Мирон вынырнул. Вокруг плавали доски, фрагменты мачт, подсвеченные ярким пламенем и багровым закатом. Команда рабов, схватившись за деревянные фрагменты шхуны, отплывала, а итальянца не было. Мирон нырял, но разглядеть в толще воды человека уже не представлялось возможным, вскоре он понял, что настала пора спасать себя, и выбрал плавучий щит из досок.
— Знаете, какая опасность подстерегает человека, достигнувшего заветной цели? — обратился к Марго Чаннаронг.
— Нет, — с интересом слушая рассказ, произнесла она.
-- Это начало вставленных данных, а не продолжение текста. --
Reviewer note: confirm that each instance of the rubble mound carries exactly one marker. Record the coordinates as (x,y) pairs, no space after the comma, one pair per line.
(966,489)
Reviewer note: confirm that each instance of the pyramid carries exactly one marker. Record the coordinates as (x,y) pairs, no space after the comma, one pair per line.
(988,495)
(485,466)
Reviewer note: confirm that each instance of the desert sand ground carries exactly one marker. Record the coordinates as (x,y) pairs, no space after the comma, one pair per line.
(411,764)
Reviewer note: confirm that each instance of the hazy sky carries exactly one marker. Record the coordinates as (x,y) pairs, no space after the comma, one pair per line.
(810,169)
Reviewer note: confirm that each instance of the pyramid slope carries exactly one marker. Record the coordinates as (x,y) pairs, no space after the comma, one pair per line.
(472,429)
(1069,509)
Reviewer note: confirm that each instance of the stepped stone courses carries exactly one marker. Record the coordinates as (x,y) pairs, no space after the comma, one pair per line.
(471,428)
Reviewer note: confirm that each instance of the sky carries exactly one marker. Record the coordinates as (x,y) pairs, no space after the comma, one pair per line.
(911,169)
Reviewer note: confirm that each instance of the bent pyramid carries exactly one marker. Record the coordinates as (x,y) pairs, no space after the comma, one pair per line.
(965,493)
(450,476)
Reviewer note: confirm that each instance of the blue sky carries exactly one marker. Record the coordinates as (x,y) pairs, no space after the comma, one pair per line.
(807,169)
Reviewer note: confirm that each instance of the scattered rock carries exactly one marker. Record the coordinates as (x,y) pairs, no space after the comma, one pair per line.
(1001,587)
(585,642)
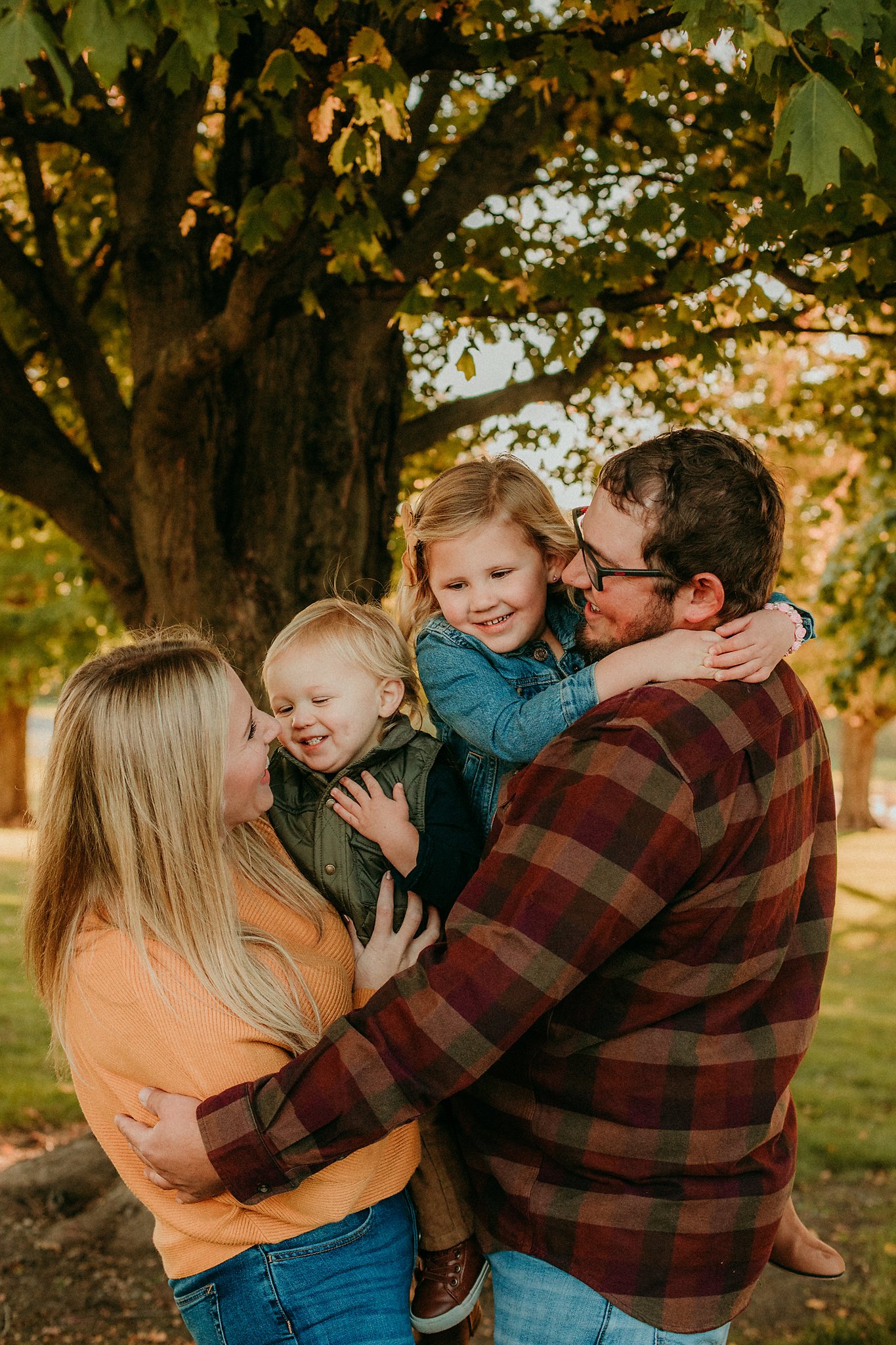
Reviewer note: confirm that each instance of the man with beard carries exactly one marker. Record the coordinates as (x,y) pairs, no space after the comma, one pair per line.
(631,977)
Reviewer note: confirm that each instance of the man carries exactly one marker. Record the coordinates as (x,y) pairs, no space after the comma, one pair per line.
(631,977)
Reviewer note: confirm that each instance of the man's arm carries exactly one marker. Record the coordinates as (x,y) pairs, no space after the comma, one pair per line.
(598,835)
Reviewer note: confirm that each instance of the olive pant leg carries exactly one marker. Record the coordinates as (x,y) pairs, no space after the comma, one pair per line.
(441,1185)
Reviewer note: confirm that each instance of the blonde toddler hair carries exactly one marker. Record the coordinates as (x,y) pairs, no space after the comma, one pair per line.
(465,496)
(359,632)
(132,830)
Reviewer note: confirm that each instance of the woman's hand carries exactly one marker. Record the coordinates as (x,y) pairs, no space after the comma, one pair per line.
(391,951)
(752,646)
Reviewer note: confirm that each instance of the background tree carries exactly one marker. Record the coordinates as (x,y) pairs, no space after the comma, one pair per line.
(240,240)
(53,617)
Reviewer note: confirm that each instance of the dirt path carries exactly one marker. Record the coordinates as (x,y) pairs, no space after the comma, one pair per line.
(56,1287)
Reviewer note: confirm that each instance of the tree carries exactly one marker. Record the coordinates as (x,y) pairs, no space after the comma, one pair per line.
(241,237)
(53,617)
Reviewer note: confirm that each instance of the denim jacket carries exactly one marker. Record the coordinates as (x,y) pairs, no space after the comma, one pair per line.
(495,712)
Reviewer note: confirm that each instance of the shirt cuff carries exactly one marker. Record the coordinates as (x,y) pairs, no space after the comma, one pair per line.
(360,996)
(236,1149)
(578,694)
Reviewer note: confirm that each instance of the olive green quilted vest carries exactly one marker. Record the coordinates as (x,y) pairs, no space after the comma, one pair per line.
(343,864)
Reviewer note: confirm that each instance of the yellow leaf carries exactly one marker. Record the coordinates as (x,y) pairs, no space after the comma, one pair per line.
(221,250)
(624,11)
(308,41)
(393,121)
(322,118)
(409,322)
(874,206)
(467,365)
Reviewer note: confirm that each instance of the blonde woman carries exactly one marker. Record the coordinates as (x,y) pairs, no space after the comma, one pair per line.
(172,939)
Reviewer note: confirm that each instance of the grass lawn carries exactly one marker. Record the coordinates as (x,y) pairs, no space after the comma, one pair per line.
(28,1091)
(845,1098)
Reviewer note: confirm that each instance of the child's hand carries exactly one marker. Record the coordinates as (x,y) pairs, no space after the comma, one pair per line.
(391,951)
(379,818)
(666,658)
(753,646)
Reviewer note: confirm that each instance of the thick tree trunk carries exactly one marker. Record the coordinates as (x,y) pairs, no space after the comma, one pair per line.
(273,483)
(14,799)
(857,763)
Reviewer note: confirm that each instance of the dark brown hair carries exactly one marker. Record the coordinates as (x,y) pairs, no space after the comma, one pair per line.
(712,506)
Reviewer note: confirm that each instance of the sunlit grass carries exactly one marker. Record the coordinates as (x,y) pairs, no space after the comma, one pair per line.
(28,1088)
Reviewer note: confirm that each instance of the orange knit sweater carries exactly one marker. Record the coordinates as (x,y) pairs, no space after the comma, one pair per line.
(125,1034)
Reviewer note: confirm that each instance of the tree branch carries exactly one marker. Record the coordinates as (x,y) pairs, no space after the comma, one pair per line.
(98,131)
(50,295)
(218,343)
(437,50)
(605,353)
(41,464)
(486,163)
(400,159)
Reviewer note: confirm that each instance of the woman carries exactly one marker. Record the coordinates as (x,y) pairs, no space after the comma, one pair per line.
(171,938)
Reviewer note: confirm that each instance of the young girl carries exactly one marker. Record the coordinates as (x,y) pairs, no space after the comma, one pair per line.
(339,677)
(496,651)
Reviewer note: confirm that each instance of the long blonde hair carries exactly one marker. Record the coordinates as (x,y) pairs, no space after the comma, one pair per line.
(465,496)
(359,632)
(131,829)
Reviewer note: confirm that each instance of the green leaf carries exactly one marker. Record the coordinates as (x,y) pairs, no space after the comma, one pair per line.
(23,37)
(196,24)
(93,30)
(178,68)
(798,14)
(819,123)
(281,73)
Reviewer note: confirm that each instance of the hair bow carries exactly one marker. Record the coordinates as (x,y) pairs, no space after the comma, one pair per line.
(413,558)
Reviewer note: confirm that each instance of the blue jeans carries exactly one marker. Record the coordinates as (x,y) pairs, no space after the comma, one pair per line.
(347,1282)
(536,1302)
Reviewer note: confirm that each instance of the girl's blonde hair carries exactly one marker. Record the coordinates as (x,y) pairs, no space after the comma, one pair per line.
(359,632)
(131,829)
(465,496)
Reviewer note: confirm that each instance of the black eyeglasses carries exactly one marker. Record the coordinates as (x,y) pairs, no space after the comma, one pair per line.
(593,565)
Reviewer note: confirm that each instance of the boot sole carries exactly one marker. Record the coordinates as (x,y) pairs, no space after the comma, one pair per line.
(444,1323)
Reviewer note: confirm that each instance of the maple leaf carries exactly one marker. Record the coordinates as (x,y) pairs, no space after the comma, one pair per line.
(308,41)
(221,250)
(322,118)
(819,123)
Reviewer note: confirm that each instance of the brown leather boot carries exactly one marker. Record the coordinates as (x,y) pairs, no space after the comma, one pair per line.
(459,1334)
(448,1287)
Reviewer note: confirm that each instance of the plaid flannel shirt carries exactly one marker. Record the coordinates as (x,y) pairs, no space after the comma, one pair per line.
(629,984)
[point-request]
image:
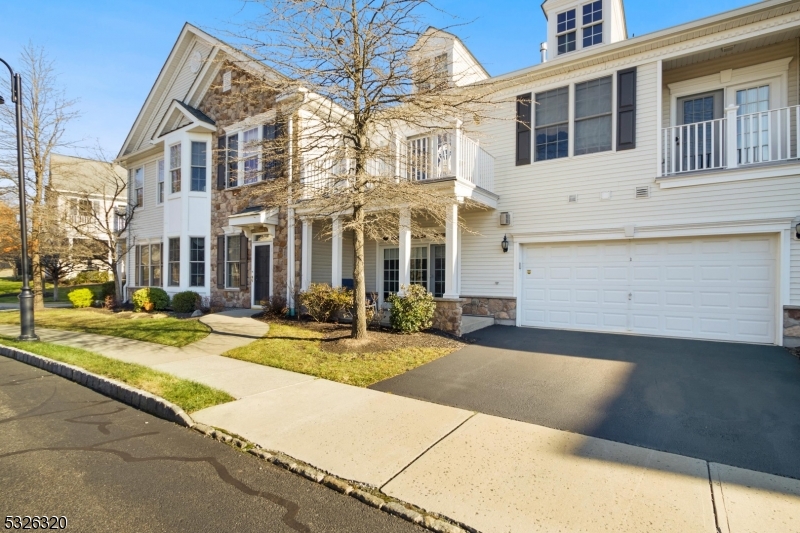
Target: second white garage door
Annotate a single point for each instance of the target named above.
(720, 288)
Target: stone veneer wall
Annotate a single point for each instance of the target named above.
(447, 316)
(499, 308)
(791, 326)
(247, 97)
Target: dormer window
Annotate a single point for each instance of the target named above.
(565, 31)
(593, 23)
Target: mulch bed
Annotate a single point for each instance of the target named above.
(337, 337)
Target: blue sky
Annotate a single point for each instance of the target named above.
(109, 53)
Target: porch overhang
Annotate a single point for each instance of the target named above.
(253, 220)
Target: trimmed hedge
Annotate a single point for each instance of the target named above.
(186, 302)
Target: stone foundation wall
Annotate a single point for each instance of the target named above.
(791, 326)
(499, 308)
(447, 316)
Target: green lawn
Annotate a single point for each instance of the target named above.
(300, 349)
(189, 395)
(168, 331)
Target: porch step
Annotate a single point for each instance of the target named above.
(470, 323)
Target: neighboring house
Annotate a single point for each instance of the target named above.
(652, 188)
(81, 191)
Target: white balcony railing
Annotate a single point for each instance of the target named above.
(428, 157)
(732, 142)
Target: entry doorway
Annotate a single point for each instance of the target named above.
(262, 259)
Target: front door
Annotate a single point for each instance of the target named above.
(261, 274)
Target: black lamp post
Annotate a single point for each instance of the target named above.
(27, 332)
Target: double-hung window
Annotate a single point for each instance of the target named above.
(197, 261)
(552, 124)
(198, 166)
(233, 254)
(174, 262)
(593, 116)
(148, 259)
(175, 167)
(592, 23)
(251, 151)
(138, 185)
(160, 182)
(565, 31)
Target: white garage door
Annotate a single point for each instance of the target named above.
(720, 288)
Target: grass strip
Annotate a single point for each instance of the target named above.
(167, 331)
(299, 350)
(189, 395)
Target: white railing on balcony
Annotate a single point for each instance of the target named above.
(428, 157)
(732, 142)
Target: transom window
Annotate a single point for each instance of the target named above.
(198, 166)
(175, 167)
(174, 262)
(592, 23)
(197, 261)
(552, 124)
(148, 262)
(593, 116)
(138, 181)
(160, 182)
(565, 31)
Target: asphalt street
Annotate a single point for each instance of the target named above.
(68, 451)
(730, 403)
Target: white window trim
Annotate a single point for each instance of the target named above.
(773, 73)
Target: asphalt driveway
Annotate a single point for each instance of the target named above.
(735, 404)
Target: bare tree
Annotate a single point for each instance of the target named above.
(358, 70)
(94, 208)
(46, 112)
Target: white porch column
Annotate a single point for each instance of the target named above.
(336, 253)
(305, 254)
(732, 159)
(451, 253)
(405, 247)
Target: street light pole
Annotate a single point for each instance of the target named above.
(27, 331)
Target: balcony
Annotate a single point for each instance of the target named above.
(437, 157)
(734, 141)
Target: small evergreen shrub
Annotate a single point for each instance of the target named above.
(149, 299)
(186, 302)
(413, 311)
(81, 297)
(322, 301)
(91, 276)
— Восторг. Неистовый восторг, лишающий разума. Мы отплыли довольно далеко, но закончились силы, на плаву держались благодаря обломкам нашего судна. Пираты ушли, а мы наблюдали, как тонула шхуна, вернее, видели только пламя, которое гасло, растворяясь в воде, ведь была уже ночь. Настала тишина. Представьте: черное небо и черная вода, они были как одно целое, только вверху — звезды с луной, внизу — блики на воде и мы посередине. Все впали в некую бешеную, неконтролируемую радость — кто плакал, кто хохотал, кто кричал… кроме меня. Я получил ожоги, боль стирала счастье освобождения. Один из команды устроил нечто похожее на пляску: нелепо выпрыгивал, вертелся, да вдруг захрипел и ушел под воду. Мы не успели ничего понять, думали, еще одна шутка. Что с ним случилось — не ясно, полагаю, его убил восторг. Второй, испугавшись этой внезапной смерти, бросился уплывать, словно кто-то из нас убил нашего товарища; мы пытались уговорить вернуться, он как не слышал. Больше я не видел его. Настал наш черед испытать на себе ужас — мы не знали, в какую сторону плыть, берега-то не видно. До берега нас доплыло пятеро, дальше я рассказывал: Индия, Китай, Сиам, где я обрел вторую родину, за которую сражался и вернул себе титул. Но главное событие — в лице Иштвана приобрел надежного друга.
«Вот уж верно подметил русский народ: от сумы да от тюрьмы не зарекайся», — размышляла Марго во время повисшей паузы, кстати, необходимой паузы, ведь все услышанное надо было уложить в голове. А что делать с эмоциями? Раз пять Марго хотелось заплакать, воображение-то у нее богатое, особенно когда поставишь себя на место несправедливо пострадавшего, но слабости никого не украшают.
— Нам нужна ваша помощь, Маргарита Аристарховна, — прервал паузу Медьери. — Помогите разоблачить обманщицу.
— Ах да, Виола… — вспомнила Марго. — Князь… простите! Принц, как вы узнали, что ваша дочь здесь?
— Видите ли, в начале свободной от рабства жизни я мечтал вернуться на родину, но без денег, документов и одному отправляться в путь нелепо, мог вернуться в рабство. Я работал и пытался установить связь с Селестиной, писал ей письма, отправлял их через английскую миссию, французскую, голландскую и тщетно ждал ответов. Шли годы, а я так и не смог связаться с нею. В конце концов женился, думал, что уже никогда не вернусь на родину, но тут Иштван сообщил, что едет в Россию. Я обратился к нему с просьбой отыскать Селестину в Петербурге и разузнать о ребенке. Зная отношение к бастардам в России, я обязан был помочь ему.
— Разрешите? — решил внести свою лепту Медьери. — Четыре года назад я приехал в Петербург и начал поиски мадемуазель Селестины. Господин Кирсанов соизволил пойти в низы и, как ни странно, быстро добился успеха… частичного, скажем так, мы ведь получили фальшивку, а не Виолу. Я не догадался до такого простого хода, искал в высшем свете, полагая, что ее все же взяли под покровительство родственники князя Мирона. И ошибся. Пришлось потратить месяцы на поиски Селестины, наняв сыщиков. Мы нашли ее, однако она не желала встретиться со мной. Я пошел на крайний шаг, отправил нарочного, чтобы тот передал лично ей записку, в которой написал, что сообщу мужу о ее прошлом, ежели откажет мне в свидании.